Etika murid kepada syekh yang
paling prinsip adalah mengagungkan syekh lahir dan batin. Karenanya, murid
tidak boleh menganggap atau memperlakukan syekh seprti seorang sahabat atau
teman. Murid tidak diperbolehkan
menyembunyikan apapun didalam hatinya dari sang guru. Tidak diperbolehkan
bepergian jauh dan juga menikah tanpa seizin sykeh. Dalam hal ini, hemat
penulis, seorang murid tidak memiliki pilihan dan kebebasan sama sekali. Bahkan, kreatifitas
sekecil apapun tidak dimiliki seorang murid tarekat. Muhammad al-‘Abdah dan
Thariq Abdul Halim, al-Shufiyah wa
Nasyatuh, 2001, hal. 66). Al-Qusyayri menegaskan bahwa,
bila seorang murid berpaling hati dari syekh maka dia harus bertobat.
Pendidikan didalam tarekat adalah pendidikan yang bersifat doktirner dan
berisikan pemaksaaan-pemaksaan. Pendidikan dalam tarekat hanya akan melahirkan
kepribadian yang lemah.
Ketaatan kepada Syekh adalah di atas ketaatan kepada Tuhan. Syekh
adalah perantara penghubung antara murid tarekat dengan Allah. Dia diamanati mengemban
ilham laksana Jibril mengemban wahyu.

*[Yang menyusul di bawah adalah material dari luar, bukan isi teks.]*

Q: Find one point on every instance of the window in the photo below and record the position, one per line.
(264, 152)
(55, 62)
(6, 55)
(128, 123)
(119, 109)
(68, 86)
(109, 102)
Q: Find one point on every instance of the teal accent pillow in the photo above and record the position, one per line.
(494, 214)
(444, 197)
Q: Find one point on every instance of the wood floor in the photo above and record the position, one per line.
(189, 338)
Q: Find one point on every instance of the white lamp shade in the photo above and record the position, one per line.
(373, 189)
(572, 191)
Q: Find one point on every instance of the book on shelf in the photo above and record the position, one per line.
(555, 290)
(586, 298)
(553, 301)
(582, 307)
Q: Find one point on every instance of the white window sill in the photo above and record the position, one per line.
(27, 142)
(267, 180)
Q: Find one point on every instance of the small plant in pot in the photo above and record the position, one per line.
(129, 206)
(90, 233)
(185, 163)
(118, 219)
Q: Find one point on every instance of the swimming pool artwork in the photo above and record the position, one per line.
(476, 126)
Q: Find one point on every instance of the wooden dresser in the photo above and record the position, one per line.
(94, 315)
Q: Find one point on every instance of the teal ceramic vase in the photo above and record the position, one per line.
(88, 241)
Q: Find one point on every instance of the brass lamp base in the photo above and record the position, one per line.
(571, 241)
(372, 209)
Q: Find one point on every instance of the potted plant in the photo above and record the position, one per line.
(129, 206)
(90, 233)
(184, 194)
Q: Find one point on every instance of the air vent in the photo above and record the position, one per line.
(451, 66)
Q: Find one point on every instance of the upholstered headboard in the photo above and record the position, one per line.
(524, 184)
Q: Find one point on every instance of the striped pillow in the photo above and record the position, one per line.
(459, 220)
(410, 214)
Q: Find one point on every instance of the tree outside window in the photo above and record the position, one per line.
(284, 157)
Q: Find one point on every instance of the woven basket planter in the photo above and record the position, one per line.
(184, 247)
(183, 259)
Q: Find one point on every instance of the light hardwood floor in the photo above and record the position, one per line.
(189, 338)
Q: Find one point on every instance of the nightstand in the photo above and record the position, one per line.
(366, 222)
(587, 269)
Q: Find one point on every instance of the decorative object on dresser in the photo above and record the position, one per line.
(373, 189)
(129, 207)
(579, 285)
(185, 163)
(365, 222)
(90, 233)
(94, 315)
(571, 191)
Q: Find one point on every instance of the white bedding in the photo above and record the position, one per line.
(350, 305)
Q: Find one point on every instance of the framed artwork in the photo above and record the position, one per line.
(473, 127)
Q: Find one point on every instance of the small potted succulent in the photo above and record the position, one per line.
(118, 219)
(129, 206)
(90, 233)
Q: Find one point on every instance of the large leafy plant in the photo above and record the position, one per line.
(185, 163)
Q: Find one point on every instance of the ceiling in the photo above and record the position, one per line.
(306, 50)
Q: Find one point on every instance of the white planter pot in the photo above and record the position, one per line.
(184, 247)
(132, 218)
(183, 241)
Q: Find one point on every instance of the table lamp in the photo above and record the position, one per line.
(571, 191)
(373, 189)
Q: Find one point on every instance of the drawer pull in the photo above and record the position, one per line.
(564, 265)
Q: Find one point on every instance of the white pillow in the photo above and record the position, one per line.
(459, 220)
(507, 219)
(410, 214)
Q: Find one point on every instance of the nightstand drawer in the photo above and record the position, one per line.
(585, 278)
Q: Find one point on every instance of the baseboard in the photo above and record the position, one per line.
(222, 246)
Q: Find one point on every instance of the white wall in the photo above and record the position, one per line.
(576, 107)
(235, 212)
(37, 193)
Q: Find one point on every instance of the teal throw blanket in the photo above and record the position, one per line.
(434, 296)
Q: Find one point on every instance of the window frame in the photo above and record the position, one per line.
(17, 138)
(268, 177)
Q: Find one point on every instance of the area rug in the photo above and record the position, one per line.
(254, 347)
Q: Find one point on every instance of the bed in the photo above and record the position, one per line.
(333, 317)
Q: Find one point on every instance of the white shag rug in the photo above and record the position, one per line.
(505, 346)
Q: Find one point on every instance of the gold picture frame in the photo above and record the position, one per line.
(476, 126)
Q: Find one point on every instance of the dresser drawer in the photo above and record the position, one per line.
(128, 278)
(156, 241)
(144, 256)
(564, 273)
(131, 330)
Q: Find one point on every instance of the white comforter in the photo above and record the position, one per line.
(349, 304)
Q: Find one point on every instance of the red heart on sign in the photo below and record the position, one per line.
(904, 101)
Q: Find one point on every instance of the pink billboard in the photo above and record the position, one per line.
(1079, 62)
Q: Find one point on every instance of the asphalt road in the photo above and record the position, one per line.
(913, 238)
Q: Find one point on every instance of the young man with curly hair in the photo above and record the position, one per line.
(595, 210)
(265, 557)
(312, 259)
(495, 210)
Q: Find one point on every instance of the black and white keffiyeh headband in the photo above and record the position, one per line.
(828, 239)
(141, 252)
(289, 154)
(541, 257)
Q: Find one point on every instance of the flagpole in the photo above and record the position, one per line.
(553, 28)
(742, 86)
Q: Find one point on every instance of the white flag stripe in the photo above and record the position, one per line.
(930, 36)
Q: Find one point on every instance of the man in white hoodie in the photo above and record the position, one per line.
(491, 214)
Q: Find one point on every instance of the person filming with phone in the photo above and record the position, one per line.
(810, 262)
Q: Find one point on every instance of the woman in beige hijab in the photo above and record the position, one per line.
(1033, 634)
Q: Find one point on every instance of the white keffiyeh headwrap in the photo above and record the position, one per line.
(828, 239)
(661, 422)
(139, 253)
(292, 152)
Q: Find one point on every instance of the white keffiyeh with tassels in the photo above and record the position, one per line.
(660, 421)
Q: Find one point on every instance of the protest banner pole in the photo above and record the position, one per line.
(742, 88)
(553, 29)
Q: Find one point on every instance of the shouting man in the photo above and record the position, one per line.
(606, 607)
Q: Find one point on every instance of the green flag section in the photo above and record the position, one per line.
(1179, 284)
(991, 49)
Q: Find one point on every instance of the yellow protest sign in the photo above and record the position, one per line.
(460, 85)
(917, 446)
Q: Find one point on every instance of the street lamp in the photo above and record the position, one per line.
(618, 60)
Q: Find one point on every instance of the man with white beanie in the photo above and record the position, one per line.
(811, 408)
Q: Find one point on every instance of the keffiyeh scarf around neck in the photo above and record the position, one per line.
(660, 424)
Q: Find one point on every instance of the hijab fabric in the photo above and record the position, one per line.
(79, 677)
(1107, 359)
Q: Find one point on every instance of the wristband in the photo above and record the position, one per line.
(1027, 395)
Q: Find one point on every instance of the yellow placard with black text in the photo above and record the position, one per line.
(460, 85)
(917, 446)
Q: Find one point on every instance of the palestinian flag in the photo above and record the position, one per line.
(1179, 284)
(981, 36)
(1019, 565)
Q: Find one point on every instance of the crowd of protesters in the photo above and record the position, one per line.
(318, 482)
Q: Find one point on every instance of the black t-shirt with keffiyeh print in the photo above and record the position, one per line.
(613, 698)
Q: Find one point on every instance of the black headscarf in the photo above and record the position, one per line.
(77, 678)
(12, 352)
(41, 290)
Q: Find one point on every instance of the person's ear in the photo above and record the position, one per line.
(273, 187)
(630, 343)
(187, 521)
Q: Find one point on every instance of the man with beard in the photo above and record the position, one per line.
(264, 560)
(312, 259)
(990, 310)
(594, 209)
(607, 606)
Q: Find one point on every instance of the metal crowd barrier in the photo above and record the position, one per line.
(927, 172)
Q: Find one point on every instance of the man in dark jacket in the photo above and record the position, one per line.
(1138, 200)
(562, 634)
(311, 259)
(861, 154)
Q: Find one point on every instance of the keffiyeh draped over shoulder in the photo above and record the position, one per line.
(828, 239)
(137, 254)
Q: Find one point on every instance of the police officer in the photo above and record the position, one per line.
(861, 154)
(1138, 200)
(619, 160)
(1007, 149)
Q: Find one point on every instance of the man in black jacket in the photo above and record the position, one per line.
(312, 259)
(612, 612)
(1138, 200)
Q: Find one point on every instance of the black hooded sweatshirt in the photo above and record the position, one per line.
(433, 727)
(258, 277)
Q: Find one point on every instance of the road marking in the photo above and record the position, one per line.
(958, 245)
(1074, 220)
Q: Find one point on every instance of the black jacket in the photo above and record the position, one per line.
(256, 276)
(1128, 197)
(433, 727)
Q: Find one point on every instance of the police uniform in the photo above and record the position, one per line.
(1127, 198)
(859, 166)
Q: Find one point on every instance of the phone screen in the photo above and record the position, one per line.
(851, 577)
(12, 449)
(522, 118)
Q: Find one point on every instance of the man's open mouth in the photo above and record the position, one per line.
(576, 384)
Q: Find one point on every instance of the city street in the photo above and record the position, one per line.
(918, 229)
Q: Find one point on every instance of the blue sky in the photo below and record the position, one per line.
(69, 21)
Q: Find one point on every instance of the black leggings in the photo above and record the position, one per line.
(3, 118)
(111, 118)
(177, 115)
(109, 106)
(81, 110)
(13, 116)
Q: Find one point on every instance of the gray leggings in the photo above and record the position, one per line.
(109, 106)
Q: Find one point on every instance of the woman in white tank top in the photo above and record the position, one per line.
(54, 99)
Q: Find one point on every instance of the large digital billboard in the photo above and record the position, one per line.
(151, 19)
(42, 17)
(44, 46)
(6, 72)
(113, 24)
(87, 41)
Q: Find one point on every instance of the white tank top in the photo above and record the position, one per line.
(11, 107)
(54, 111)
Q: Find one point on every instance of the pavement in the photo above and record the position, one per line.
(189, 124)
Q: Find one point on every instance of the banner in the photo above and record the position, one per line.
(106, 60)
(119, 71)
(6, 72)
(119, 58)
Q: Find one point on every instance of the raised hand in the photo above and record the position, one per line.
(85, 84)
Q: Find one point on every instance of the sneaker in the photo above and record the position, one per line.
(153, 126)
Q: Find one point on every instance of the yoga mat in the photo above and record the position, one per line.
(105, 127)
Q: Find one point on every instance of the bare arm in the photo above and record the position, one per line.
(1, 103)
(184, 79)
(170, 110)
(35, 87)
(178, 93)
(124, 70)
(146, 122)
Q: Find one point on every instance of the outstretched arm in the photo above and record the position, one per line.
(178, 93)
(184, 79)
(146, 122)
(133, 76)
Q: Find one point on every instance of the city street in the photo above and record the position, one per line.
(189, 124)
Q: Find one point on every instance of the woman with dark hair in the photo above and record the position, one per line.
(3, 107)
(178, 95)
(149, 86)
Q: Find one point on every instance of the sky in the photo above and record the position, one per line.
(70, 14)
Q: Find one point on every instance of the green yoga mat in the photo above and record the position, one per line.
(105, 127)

Syekh, sebagaimana Rasululklah SAW, tidak
pernah berkata-kata berdasarkan hawa nafsunya. Ghozi, Muhammad Jamil, al-Shufiyah wa al-Wajh al-Akhar, 1400 H., hal. 39).
Abu
Yazid, dalam al-Qusyayri (hakl. 181) mengatakan bahwa murid tarekat wajib (bukan wajib syar’i) memiliki seorang syaykh. Bila tidak maka dia tidak akan
hidup bahagia. Termasuk murid yang tidak akan bahagia, dalam pandangan
al-Jaylani adalah murid yang tidak meyakini kesempurnaan guru (syekh) nya (al-Nawar al-Qudsiyah, I, hal. 174). Al-Sya’rani menegaskan, bila
murid melihat pendapat syekh diannggap berseberangan dengan pendapat para ulama
kebanyakan, hendaknya murid lebih
berpegang kepada ucapan syekh atau gurunya dan tidak boleh menolaknya.